Comprehensive Molecular Analyses of a Macrophages-Related Gene Signature With Regard to Prognosis, Immune Features, and Biomarkers for Immunotherapy in Hepatocellular Carcinoma Based on WGCNA and LASSO Algorithm

Abstract

Macrophages has been reported to exert a crucial role in hepatocellular carcinoma (HCC). Herein, our study was aimed to explore the macrophage-related genes and established macrophage-related signature (MRS) model to predict the overall survival (OS) of patients with HCC based on these genes. We screened the macrophage-related gene module by weighted gene co-expression network analysis (WGCNA), the Least Absolute Shrinkage and Selection Operator (LASSO) Cox regression analysis was utilized for further selection, and the selected genes were entered into stepwise regression to develop the MRS model, which was further validated in Gene Expression Omnibus (GEO) and the International Cancer Genome Consortium (ICGC) datasets. We analyzed the biological phenotypes associated with macrophages in terms of functional enrichment, tumor immune signature and tumor mutational signature. The patient’s response to immunotherapy is inferred by the tumor immune dysfunction and exclusion (TIDE) score, the immunophenotype score (IPS) and the IMvigor210 dataset. A novel MRS model was established based on the LASSO regression coefficients of PON1, IL15RA, NEIL3, HILPDA, PFN2, HAVCR1, ANXA10, CDCA8, EPO, S100A9, TTK, KLRB1, SPP1, STC2, CYP26B1, GPC1, G6PD and CBX2. No matter in which dataset, MRS has been identified as an independent risk factor affecting poor OS in HCC patients. Additionally, our research indicated that high risk score of MRS model was significantly related to tumor staging, pathological grade, the tumor-node-metastasis (TNM) stage and survival. Several genes of the human leukocyte antigen (HLA) family and immune checkpoints were highly expressed in the high-risk group. In addition, the frequency of tumor mutations is also higher in the high-risk group. According to our analyses, the higher risk score of the MRS model may respond better to immunotherapy.

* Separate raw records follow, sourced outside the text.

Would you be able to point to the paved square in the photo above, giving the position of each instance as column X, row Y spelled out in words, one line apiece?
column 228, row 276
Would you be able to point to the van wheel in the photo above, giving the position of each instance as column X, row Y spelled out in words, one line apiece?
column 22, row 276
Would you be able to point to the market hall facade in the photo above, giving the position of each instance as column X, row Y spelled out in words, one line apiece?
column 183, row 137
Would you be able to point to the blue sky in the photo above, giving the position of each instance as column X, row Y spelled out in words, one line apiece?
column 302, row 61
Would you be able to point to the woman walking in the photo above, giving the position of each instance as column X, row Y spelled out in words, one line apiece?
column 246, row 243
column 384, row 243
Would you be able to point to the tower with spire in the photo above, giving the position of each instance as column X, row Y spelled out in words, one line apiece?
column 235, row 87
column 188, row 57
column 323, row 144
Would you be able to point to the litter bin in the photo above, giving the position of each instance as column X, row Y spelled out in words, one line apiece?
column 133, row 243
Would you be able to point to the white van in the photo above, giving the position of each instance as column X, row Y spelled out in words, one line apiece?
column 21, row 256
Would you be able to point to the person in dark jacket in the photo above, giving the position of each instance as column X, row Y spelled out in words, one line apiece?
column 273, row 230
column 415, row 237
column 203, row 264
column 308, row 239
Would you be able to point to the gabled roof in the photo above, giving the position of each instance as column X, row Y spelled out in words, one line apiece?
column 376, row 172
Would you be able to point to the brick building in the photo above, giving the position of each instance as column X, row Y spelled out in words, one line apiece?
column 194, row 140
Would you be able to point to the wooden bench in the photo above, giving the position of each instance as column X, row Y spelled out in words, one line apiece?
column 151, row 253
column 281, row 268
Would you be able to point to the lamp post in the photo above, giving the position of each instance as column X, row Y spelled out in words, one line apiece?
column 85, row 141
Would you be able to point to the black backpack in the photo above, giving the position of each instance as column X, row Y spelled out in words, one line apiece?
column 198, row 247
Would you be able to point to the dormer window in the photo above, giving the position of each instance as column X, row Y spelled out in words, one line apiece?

Funding Information: This research was supported by the Science and Technology Program of Sichuan Science and Technology Department (No. 2019YFS0029, 2019YFS0529), the National Natural Science Foundation of China (No. 81770566, 82170543,82000599) and the New Medical Technology Foundation of West China Hospital of Sichuan University (No. XJS2016004).

Declaration of Interests: All the authors disclose no conflicts.

Ethics Approval Statement: Written informed consent was obtained from the individual(s) for the publication of any potentially identifiable images or data included in this article.